I flushed all over and felt a stirring in my body by his words alone. I could still hear faint noises in the background, so I knew Kellan wasn’t by himself. But maybe he could be . . .

“No . . . I’m wearing the shirt you gave me a long time ago. It’s my favorite shirt. I don’t usually wear it, though.” I closed my eyes as I confessed just how obsessed with him I was. “It smells like you, and I want it to stay that way.”

Kellan chuckled in a low tone; it ignited the spark of heat in my belly that he’d stoked earlier. I ran a hand over my body as the ache of loneliness within me grew. I missed him so much—his touch, his smile, his eyes, his tattoo . . . his heart. Everything.

“Really?” he asked. “Do I . . . smell?”

A low purr escaped me. “Yes, you do, and it’s the best smell in the world. Better than coffee.”

Kellan groaned. “God, Kiera, you’re turning me on.”

I smiled, imagining him as restless as I was becoming. “Are you alone?” I whispered, afraid that somehow, someone would hear me . . . or Kellan. He wasn’t exactly opposed to intimate public performances.

“Hold on,” he muttered instantly. After another second, I heard him addressing the room. “Night, guys, see you in the morning.” There was some murmuring in the background, and then it faded, and all I heard was Kellan telling me, “Now I am. Did you want something?”

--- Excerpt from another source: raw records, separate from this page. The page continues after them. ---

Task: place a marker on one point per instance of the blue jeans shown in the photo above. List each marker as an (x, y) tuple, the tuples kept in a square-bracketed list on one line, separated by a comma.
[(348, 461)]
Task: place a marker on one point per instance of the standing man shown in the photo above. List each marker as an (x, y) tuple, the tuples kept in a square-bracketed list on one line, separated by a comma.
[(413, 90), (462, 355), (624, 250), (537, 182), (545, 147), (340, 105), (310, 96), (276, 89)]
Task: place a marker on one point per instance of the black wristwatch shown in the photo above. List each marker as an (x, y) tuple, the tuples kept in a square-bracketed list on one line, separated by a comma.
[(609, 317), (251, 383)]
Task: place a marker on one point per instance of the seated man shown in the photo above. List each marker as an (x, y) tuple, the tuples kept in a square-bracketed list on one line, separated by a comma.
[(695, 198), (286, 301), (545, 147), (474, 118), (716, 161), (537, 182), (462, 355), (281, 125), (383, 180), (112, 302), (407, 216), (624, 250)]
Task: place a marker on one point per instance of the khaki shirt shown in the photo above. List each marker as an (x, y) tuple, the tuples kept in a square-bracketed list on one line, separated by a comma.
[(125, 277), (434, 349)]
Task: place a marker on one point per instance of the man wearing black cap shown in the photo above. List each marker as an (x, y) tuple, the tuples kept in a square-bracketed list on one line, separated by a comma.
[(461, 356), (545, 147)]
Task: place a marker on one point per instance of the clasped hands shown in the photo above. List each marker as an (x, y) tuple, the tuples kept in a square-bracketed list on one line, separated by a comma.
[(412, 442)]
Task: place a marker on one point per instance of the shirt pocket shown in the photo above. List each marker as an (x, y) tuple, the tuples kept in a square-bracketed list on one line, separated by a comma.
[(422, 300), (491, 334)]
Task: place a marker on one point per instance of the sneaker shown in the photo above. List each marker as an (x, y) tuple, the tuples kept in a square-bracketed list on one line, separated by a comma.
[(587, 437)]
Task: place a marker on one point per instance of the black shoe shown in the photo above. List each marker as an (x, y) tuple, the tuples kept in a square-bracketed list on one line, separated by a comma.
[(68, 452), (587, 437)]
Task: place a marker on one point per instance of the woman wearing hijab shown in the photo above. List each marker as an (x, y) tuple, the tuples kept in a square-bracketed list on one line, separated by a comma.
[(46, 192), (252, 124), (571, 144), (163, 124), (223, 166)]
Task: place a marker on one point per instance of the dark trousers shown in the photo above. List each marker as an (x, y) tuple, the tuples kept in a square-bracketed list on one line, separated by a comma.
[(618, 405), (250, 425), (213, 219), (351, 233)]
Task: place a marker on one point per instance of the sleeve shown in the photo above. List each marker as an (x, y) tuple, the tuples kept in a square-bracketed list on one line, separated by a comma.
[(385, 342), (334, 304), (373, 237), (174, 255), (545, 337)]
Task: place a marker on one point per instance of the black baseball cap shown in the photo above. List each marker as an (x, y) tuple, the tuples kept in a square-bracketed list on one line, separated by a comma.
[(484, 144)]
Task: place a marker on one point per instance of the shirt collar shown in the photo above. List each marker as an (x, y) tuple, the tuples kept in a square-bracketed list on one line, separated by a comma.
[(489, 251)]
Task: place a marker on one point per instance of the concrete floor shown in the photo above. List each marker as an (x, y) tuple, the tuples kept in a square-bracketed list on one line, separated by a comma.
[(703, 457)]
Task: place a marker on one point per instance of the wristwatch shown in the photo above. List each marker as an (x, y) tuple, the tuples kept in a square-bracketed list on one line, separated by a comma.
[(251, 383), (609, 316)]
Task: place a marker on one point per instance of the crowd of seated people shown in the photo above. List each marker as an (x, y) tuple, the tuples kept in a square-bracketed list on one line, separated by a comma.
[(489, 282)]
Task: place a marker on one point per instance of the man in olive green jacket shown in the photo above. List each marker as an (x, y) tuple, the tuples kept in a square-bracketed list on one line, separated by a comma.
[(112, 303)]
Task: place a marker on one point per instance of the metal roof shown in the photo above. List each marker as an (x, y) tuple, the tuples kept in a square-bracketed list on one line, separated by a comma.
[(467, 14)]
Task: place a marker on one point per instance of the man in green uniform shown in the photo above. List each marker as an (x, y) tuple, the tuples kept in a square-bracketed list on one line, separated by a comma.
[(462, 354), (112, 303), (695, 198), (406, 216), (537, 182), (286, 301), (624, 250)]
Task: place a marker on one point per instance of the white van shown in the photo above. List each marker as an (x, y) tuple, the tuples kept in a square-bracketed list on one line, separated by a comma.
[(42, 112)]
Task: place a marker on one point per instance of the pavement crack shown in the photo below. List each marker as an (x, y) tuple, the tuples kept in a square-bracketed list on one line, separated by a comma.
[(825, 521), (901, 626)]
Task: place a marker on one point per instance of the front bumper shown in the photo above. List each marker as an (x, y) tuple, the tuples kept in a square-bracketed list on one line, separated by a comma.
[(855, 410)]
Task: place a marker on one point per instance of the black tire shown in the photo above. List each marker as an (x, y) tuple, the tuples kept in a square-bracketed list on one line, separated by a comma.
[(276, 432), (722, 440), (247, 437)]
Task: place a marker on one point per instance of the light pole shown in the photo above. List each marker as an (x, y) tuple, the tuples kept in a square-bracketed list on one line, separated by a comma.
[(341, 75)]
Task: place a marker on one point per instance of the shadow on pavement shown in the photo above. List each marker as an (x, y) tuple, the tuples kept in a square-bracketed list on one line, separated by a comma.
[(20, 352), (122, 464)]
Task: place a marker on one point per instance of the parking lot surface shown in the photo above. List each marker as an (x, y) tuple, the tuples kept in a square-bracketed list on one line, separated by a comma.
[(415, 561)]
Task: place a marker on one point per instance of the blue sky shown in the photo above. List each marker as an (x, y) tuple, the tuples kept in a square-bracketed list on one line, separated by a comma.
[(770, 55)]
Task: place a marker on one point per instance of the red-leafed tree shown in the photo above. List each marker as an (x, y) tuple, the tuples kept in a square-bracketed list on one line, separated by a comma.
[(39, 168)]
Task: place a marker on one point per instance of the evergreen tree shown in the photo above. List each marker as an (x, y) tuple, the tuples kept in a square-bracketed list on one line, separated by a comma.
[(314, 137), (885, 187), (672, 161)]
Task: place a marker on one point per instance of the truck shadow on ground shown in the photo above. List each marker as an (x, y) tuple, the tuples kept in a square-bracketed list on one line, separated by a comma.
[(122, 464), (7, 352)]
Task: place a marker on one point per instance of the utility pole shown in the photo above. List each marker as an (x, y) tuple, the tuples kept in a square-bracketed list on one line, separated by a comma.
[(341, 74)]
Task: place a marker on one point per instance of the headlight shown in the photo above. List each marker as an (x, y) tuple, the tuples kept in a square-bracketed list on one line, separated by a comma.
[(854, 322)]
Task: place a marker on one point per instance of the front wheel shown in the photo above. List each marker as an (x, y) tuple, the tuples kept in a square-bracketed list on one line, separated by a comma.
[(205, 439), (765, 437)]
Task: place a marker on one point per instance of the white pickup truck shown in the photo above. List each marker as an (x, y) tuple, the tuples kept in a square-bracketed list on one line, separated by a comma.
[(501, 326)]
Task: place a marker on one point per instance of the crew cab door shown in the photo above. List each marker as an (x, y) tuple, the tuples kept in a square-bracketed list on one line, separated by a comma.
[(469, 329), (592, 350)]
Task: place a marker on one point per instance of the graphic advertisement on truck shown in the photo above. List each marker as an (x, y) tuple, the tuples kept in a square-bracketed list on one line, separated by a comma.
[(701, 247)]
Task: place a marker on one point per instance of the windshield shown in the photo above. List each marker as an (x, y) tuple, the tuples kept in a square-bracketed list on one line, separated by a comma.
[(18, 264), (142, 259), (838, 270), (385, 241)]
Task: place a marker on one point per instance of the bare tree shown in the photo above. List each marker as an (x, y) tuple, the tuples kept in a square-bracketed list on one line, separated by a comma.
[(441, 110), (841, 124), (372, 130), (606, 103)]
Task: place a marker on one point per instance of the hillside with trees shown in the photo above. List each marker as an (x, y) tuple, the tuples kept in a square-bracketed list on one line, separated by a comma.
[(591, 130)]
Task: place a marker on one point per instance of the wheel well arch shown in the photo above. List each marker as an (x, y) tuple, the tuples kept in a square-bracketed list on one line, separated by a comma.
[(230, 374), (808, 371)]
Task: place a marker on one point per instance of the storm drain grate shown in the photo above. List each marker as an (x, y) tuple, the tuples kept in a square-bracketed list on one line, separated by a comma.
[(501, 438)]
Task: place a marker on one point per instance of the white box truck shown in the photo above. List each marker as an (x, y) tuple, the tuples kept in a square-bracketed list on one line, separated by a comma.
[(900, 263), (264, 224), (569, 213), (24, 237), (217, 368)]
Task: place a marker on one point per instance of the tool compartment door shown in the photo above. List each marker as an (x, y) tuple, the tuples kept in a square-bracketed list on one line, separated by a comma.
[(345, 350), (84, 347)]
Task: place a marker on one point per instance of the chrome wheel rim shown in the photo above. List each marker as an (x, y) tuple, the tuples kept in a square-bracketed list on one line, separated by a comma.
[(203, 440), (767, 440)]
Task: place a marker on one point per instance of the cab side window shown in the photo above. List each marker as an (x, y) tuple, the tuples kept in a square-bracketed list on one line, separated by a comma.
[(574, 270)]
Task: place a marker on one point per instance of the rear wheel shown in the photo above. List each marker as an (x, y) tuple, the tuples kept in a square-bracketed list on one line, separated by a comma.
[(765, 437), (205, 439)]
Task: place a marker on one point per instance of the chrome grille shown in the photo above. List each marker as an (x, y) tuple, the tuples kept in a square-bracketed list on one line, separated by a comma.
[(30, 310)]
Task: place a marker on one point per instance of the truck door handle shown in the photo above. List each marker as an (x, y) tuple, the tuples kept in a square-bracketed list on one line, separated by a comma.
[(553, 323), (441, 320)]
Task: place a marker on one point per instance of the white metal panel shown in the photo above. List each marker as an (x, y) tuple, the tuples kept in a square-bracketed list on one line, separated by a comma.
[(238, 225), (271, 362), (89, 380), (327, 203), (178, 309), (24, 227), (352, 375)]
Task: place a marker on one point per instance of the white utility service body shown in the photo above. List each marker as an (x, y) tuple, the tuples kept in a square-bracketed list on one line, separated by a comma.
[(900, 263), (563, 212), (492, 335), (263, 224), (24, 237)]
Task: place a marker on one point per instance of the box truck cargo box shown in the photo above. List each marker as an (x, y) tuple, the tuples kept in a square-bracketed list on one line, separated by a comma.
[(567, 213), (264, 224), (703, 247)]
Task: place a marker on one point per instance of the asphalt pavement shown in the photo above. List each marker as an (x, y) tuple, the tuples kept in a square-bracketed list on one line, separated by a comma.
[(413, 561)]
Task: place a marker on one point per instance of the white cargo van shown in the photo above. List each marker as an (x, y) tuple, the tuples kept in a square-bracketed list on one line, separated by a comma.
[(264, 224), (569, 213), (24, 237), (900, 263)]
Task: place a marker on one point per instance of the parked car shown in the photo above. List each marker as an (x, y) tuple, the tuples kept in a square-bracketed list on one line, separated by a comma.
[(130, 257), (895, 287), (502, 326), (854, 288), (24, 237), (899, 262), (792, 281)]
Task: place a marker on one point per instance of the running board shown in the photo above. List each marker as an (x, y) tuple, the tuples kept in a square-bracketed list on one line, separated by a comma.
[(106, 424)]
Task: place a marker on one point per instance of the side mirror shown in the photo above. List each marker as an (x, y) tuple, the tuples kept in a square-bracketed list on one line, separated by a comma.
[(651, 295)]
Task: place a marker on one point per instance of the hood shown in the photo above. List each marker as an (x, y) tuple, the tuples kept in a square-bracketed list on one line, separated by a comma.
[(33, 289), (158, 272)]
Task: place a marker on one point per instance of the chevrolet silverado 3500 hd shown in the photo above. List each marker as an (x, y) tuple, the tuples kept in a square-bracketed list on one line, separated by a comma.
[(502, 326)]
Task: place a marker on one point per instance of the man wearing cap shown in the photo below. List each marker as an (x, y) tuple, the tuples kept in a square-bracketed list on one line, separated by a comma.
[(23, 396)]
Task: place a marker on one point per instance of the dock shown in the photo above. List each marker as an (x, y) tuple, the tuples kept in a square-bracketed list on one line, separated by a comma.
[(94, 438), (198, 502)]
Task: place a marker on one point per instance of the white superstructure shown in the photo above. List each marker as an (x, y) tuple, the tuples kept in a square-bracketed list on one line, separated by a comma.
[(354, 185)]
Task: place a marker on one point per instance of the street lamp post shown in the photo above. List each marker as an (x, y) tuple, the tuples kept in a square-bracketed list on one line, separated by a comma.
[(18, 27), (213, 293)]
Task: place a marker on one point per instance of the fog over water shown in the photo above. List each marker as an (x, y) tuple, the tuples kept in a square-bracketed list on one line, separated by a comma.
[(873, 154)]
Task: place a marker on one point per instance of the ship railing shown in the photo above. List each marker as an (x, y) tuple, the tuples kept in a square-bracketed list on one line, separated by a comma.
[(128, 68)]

I ran a hand down my face. I still struggled with this part—forwardly asking him what I wanted, what I needed. But I remembered what he said the morning after our wedding night; he wanted me to feel comfortable asking him for anything, talking to him about anything. I shouldn’t be embarrassed. Kellan loved me, heart and soul, and he’d never intentionally hurt me. He may tease me on occasion, but I didn’t think he would tonight.

“Kellan,” I murmured, my voice doing that groan-growl thing that had turned him on before. “I miss you, and I want to make love to you.” Before I could comprehend what I was saying, I quickly added, “Take your clothes off.”

I slapped my hand to my forehead after I said it—it wasn’t exactly the sexiest request. I expected Kellan to chuckle and give me a smart-alecky line, but he didn’t. Sucking in a quick breath, he groaned, “God, that was hot. I’m so hard right now. I wish you could see.”

My heart thumping in my chest, an image of him flooded my head. A thought popped into my mind and I repeated it to him without exactly meaning to. “Send me a picture.”

I clamped down on my lip so hard, I thought I might draw blood. Did I seriously just tell him to send me a d-pic? I really never thought I’d ever ask him that. Then again, there were a lot of things I’d never expected myself to do with Kellan. He opened me in very unexpected ways.

Just as I was wondering if Kellan really would send a picture, he told me, “Hold on.” Maybe I was imagining it, but I thought I heard his jeans unzipping. Oh. My. God.

I wasn’t sure if I could handle the erotic image he was about to send to me. My body was already aching for him to touch me. Seeing how much he missed me, how much he wanted me . . . might undo me.